Obviously the Twins had an offensive explosion on that day, scoring 16 runs, but it's tough to say how much had more to do with James Shield's awful day than the Twins hitters. After he'd allowed 6 or 7 runs it became clear the Rays were leaving him in to get to a pitch count no matter how bad the carnage on the field got. It was good to see the Twins punish a struggling pitcher and not let him off the hook with undisciplined hitting as they have at times in the past. In general, all the Twins hitters looked more patient and ready to work the count this year, so hopefully we'll see a bump in that.
One hitter that didn't impress was Joe Crede. He didn't look unhealthy, jut not that great, not really working the counts and not hitting anything hard. That said, I only saw a few at bats, so it's tough to damn his whole season based on just that.

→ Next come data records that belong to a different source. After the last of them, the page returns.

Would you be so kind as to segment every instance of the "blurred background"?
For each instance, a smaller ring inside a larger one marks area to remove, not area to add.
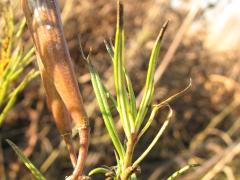
[[[8,6],[9,1],[1,0],[0,4],[2,19],[3,7]],[[90,117],[92,139],[85,169],[88,173],[94,167],[114,165],[115,157],[86,64],[80,55],[77,36],[81,35],[86,53],[89,48],[93,49],[93,64],[114,93],[111,59],[103,41],[114,39],[116,1],[59,0],[59,5]],[[10,6],[17,24],[23,19],[20,4],[10,1]],[[140,179],[165,179],[186,164],[200,164],[179,179],[238,180],[240,1],[125,0],[125,63],[136,95],[144,86],[151,48],[166,20],[170,20],[170,24],[155,75],[154,103],[182,90],[190,78],[192,87],[171,104],[173,119],[160,142],[141,164]],[[0,28],[3,26],[1,20]],[[3,35],[0,36],[3,39]],[[27,29],[21,39],[24,49],[32,47]],[[1,44],[2,48],[4,44]],[[22,76],[32,68],[37,68],[34,60]],[[157,133],[164,120],[163,115],[164,111],[158,113],[151,130],[137,145],[136,156]],[[119,123],[117,126],[122,131]],[[72,172],[68,154],[47,110],[39,77],[28,83],[17,96],[15,105],[0,126],[0,139],[0,179],[32,179],[5,139],[16,143],[47,179],[64,179]]]

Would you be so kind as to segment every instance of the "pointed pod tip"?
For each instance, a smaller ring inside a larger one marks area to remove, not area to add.
[[[124,25],[124,5],[122,0],[117,1],[117,25],[120,29],[123,29]]]
[[[157,38],[157,39],[158,39],[158,42],[161,42],[161,41],[162,41],[163,36],[164,36],[164,34],[165,34],[165,31],[166,31],[166,29],[167,29],[167,27],[168,27],[168,24],[169,24],[169,20],[166,20],[165,23],[163,24],[160,32],[159,32],[159,35],[158,35],[158,38]]]

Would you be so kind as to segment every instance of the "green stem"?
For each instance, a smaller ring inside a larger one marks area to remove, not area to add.
[[[136,137],[137,137],[136,133],[131,133],[131,136],[128,139],[127,150],[126,150],[125,159],[124,159],[124,167],[121,174],[121,180],[127,180],[128,177],[131,175],[132,171],[129,171],[129,167],[131,167],[132,165],[132,156],[133,156],[133,151],[136,144],[136,139],[137,139]]]

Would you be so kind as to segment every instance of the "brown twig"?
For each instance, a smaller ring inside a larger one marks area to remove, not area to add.
[[[53,97],[53,100],[58,99],[57,112],[53,112],[53,114],[63,113],[66,115],[69,113],[79,130],[79,155],[73,172],[73,179],[77,179],[82,175],[86,161],[89,127],[63,34],[60,12],[55,0],[22,0],[22,6],[39,56],[39,62],[41,62],[42,70],[46,74],[45,84],[50,85],[48,88],[45,85],[46,93],[50,92],[50,95],[47,95],[48,99],[49,97]],[[58,96],[57,93],[59,97],[54,97],[54,95]],[[64,108],[61,109],[64,106],[67,112],[64,112]],[[60,112],[61,110],[63,112]]]

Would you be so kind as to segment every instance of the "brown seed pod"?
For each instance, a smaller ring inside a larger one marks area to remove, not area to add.
[[[39,61],[62,99],[68,113],[79,129],[80,148],[73,178],[82,174],[86,160],[89,127],[82,97],[73,70],[60,12],[55,0],[22,0],[28,28],[31,32]]]

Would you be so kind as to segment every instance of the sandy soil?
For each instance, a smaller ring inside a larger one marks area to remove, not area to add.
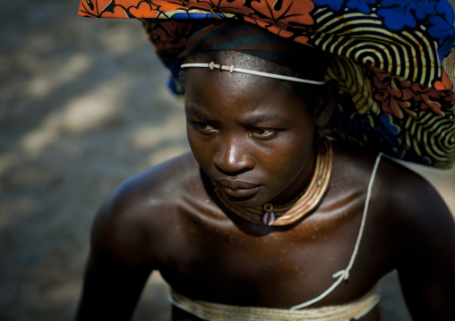
[[[71,319],[98,206],[129,175],[188,150],[183,109],[139,22],[77,1],[0,1],[0,320]],[[414,166],[455,213],[455,169]],[[115,282],[115,280],[113,280]],[[150,278],[134,320],[166,320]],[[396,275],[385,320],[408,320]]]

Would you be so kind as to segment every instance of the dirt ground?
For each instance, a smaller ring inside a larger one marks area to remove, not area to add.
[[[70,320],[97,207],[188,150],[183,108],[139,22],[81,18],[75,0],[0,3],[0,320]],[[455,169],[413,167],[455,213]],[[384,320],[409,320],[396,275],[382,291]],[[154,275],[133,320],[168,319],[166,293]]]

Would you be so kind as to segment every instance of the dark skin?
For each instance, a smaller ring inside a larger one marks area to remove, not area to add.
[[[286,81],[190,72],[198,80],[186,84],[193,153],[130,178],[103,205],[78,320],[129,319],[153,270],[192,299],[288,308],[320,295],[348,266],[374,155],[334,143],[323,201],[288,226],[247,222],[213,192],[216,185],[249,207],[304,189],[314,166],[313,137],[329,121],[337,86],[326,85],[308,113]],[[384,157],[349,279],[312,308],[352,301],[395,268],[415,320],[453,320],[452,216],[424,179]],[[197,319],[173,309],[173,320]],[[378,308],[361,320],[380,320]]]

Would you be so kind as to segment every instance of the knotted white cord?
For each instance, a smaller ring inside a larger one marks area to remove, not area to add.
[[[256,76],[262,76],[262,77],[268,77],[268,78],[274,78],[279,79],[282,80],[289,80],[289,81],[296,81],[296,82],[305,82],[309,83],[312,85],[323,85],[324,81],[316,81],[316,80],[304,80],[301,78],[296,78],[296,77],[288,77],[288,76],[283,76],[283,75],[278,75],[275,73],[269,73],[269,72],[257,72],[257,71],[252,71],[249,69],[243,69],[243,68],[236,68],[234,65],[231,66],[226,66],[223,64],[218,64],[213,62],[210,63],[184,63],[180,66],[180,68],[210,68],[210,70],[213,69],[219,69],[227,72],[240,72],[240,73],[247,73]]]
[[[374,177],[376,176],[376,171],[378,169],[379,161],[380,161],[382,156],[382,153],[378,154],[378,156],[376,157],[376,162],[374,163],[374,167],[373,168],[372,175],[370,178],[370,182],[368,183],[368,190],[366,192],[366,199],[365,199],[365,204],[364,207],[364,214],[362,216],[362,223],[360,224],[360,229],[358,232],[357,241],[356,241],[356,246],[354,247],[354,251],[352,252],[352,256],[351,256],[351,259],[349,260],[349,264],[348,265],[346,269],[340,270],[332,275],[333,278],[338,277],[338,280],[335,281],[333,283],[333,284],[331,284],[331,286],[329,289],[327,289],[322,294],[321,294],[320,296],[318,296],[313,300],[310,300],[309,301],[306,301],[306,302],[304,302],[304,303],[301,303],[301,304],[292,307],[290,308],[291,310],[296,310],[296,309],[299,309],[302,308],[305,308],[305,307],[308,307],[313,303],[320,301],[321,300],[324,299],[327,295],[329,295],[333,290],[335,290],[335,288],[337,286],[339,286],[339,283],[343,280],[348,280],[349,278],[349,271],[351,270],[352,266],[354,265],[354,261],[356,260],[358,248],[360,246],[360,241],[362,240],[362,235],[364,233],[365,223],[366,221],[366,213],[368,213],[368,205],[370,204],[370,197],[371,197],[371,192],[372,192],[372,189],[373,189],[373,182],[374,182]]]

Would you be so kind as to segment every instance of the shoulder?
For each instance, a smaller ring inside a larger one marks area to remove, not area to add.
[[[367,154],[348,146],[335,146],[342,184],[366,194],[372,183],[368,215],[389,230],[400,244],[453,239],[455,224],[444,201],[425,178],[385,155]],[[374,166],[377,162],[377,168]],[[424,239],[426,239],[424,241]],[[398,244],[397,244],[398,245]]]
[[[185,154],[141,172],[117,186],[99,208],[91,248],[132,265],[150,261],[157,235],[179,212],[179,199],[200,182],[199,166]]]

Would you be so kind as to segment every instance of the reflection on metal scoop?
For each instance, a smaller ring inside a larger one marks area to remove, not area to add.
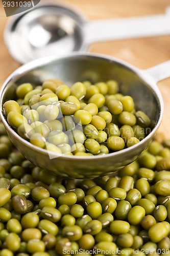
[[[48,55],[85,51],[95,41],[169,34],[169,10],[162,15],[88,22],[69,5],[46,3],[11,17],[5,40],[13,57],[25,63]]]

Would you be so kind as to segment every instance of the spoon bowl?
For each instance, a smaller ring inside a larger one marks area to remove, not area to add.
[[[169,12],[167,8],[161,15],[88,21],[71,5],[46,3],[10,18],[4,38],[11,55],[23,63],[85,52],[94,42],[169,34]]]
[[[154,73],[158,74],[158,69],[141,70],[122,60],[100,54],[72,53],[62,57],[37,59],[19,68],[5,82],[0,92],[1,118],[10,138],[19,151],[31,162],[47,172],[76,179],[110,175],[140,156],[154,138],[161,123],[163,102],[156,81],[169,75],[155,79]],[[46,150],[22,139],[9,126],[2,109],[6,101],[15,99],[15,91],[20,84],[31,82],[39,85],[52,78],[61,79],[68,86],[87,80],[94,83],[109,79],[117,80],[120,92],[131,95],[136,110],[144,112],[150,118],[152,127],[149,134],[131,147],[107,155],[85,157],[54,153],[53,159],[50,159]]]

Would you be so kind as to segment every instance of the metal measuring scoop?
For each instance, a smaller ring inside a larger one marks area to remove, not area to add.
[[[115,58],[100,54],[74,53],[62,57],[47,57],[35,60],[15,70],[0,91],[0,116],[13,144],[36,165],[63,177],[94,178],[111,174],[136,160],[149,145],[161,123],[163,99],[156,83],[170,75],[170,61],[141,70]],[[151,120],[150,133],[130,147],[106,155],[87,157],[61,155],[31,144],[21,138],[8,124],[3,106],[9,99],[15,99],[17,87],[30,82],[39,85],[43,81],[57,77],[66,84],[89,80],[93,83],[114,79],[120,92],[131,95],[136,111],[145,113]]]
[[[21,63],[40,57],[86,51],[94,42],[170,34],[169,8],[164,14],[89,22],[80,10],[46,3],[11,17],[5,40]]]

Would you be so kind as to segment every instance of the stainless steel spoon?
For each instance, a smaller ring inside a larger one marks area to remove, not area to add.
[[[163,102],[156,83],[170,76],[170,61],[141,70],[115,58],[100,54],[72,53],[62,57],[48,57],[31,61],[14,71],[0,91],[0,114],[9,137],[16,147],[36,165],[63,177],[92,178],[111,174],[132,162],[153,139],[162,118]],[[15,98],[16,87],[23,82],[40,84],[51,78],[66,84],[90,80],[92,82],[117,80],[120,92],[131,95],[136,110],[147,114],[152,120],[152,131],[138,143],[107,155],[80,157],[60,155],[33,145],[20,137],[8,124],[3,105]]]
[[[13,57],[26,63],[40,57],[86,51],[96,41],[170,34],[169,8],[153,16],[88,21],[68,4],[46,3],[12,17],[4,37]]]

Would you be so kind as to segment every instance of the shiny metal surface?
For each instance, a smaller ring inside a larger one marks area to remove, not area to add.
[[[40,57],[86,51],[92,42],[170,33],[169,8],[163,14],[88,21],[66,3],[46,3],[9,19],[9,51],[21,63]]]
[[[169,68],[168,63],[167,70]],[[164,67],[164,70],[166,69]],[[0,92],[1,116],[16,147],[28,159],[51,173],[77,179],[92,178],[112,174],[134,161],[153,139],[163,116],[163,102],[154,77],[159,66],[148,72],[124,61],[100,54],[75,53],[61,58],[48,57],[26,64],[7,79]],[[170,72],[169,72],[170,75]],[[167,77],[165,74],[164,77]],[[78,157],[54,154],[50,159],[45,150],[22,139],[7,122],[2,106],[8,99],[15,98],[15,90],[23,82],[39,84],[45,79],[57,78],[66,84],[90,80],[95,82],[109,79],[118,81],[120,92],[131,95],[136,110],[145,112],[152,120],[152,131],[141,141],[129,148],[106,155]],[[159,80],[157,77],[157,80]]]

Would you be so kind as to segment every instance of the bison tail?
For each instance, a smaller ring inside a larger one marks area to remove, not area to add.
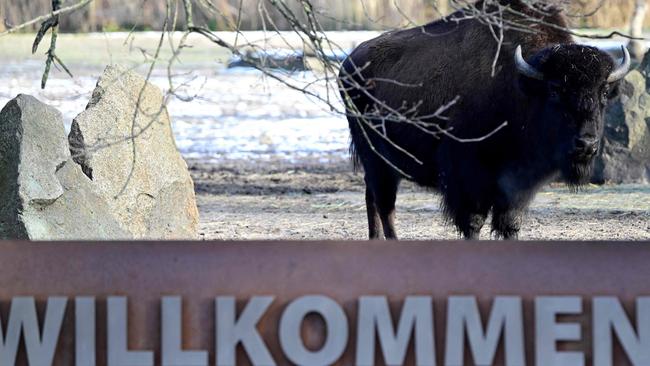
[[[350,138],[350,161],[352,162],[352,169],[355,173],[361,171],[361,168],[363,167],[361,164],[361,157],[357,152],[357,147],[352,138]]]

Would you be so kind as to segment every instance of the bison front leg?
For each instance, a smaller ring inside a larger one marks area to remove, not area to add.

Last, I wasn't happy with Punto's defense at short. He made several plays look more awkward than he had to, which cost time on each play. His throws across the diamond, in particular, were an adventure. After watching him and Casilla throw the ball, I think Casilla has the stronger arm and I'd rather see the two of them switch positions. I don't know why the Twins have never even discussed the possibility of Casilla at short.
Other quick hits:
- In case anyone forgot: Mike Redman is very very slow.
- Had a Brock Peterson sighting against the Reds. And you thought Garret Jones was all power, no contact...
- Brendon Harris does not look ready to give up his job. He is playing hard and disciplined with confidence.